If Search Console is set up but you’re seeing no movement yet, that’s pretty normal early on SEO can take a few weeks to kick in. Since you’re using Next.js on Vercel, double-check things like indexing (robots.txt, sitemap) and make sure your pages are actually crawlable.
Yeah, that’s pretty normal—Google can take a while to stop crawling old or removed links. I’d focus more on the core issues flagged in Search Console first. Also agree, Next.js SEO has its quirks, so it’s worth digging into that specifically.
Next.js on Vercel is a fine stack for SEO, the issue is almost never the framework. What's tripping up most new sites in 2026 is that Google's indexing budget for unproven domains has tightened a lot since the last few HCU waves. New domains are taking 6 to 10 weeks to get past the initial soft-indexing phase even when sitemap, robots.txt, and inspection requests are all clean. The thing I'd actually check before chasing technical fixes: pull the Page Indexing report in Search Console and look at the "Discovered, currently not indexed" bucket. If pages are sitting there for weeks, the issue is crawl budget allocation, not your config. App Router with ISR can also serve cached HTML to bots that doesn't match what users see, worth running URL Inspection's "Test live URL" on a couple pages to compare the rendered output. The angle nobody mentioned: your PDFs need their own pass. Google indexes PDFs separately from HTML and they're notoriously slow to surface. If you actually want them ranking, link to them from indexed HTML pages with descriptive anchor text and add structured data on the page that hosts them. Otherwise they'll sit in "discovered but not indexed" for months while the rest of the site catches up.
The Reality of Web Directories in 2026 The thread correctly points out that most general directories are "outdated relics." Google’s algorithms have become highly sophisticated at identifying and ignoring "link farms"—sites that exist solely to host links without providing value to human users. for Keyword Research
Quick diagnostic before you blame Vercel: open Google Search Console, hit Indexing then Pages, and check what categories your URLs land in. Indexed but not displayed in search usually means content quality. Discovered not currently indexed means Google saw the link but has not picked it up yet, usually a freshness or authority problem. Crawled currently not indexed means it was looked at and rejected, which is the worst one. URL Inspection on one important page tells you exactly what Google sees.
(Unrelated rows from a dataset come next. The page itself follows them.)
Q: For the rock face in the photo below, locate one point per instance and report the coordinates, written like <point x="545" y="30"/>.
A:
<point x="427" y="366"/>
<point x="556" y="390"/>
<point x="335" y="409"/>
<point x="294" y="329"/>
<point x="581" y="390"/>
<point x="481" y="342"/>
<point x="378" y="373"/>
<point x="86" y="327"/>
Next.js on Vercel is fine for SEO out of the box, that is not where your problem lives. The trap people hit is meta tags being client-rendered instead of server-rendered. Open the live page, view-source, and confirm the title, meta description, canonical, and og tags appear in the raw HTML, not injected later by JavaScript. If they only show up in the rendered DOM, Google may be missing them on first crawl. The PDF angle is worth flagging. PDFs get indexed but they rarely rank for normal search queries because they lack the structure Google uses to score pages. If your strategy depends on those PDFs being found, wrap each one in an HTML landing page that summarizes the content and embeds the PDF below. The HTML page does the ranking, the PDF is just the asset.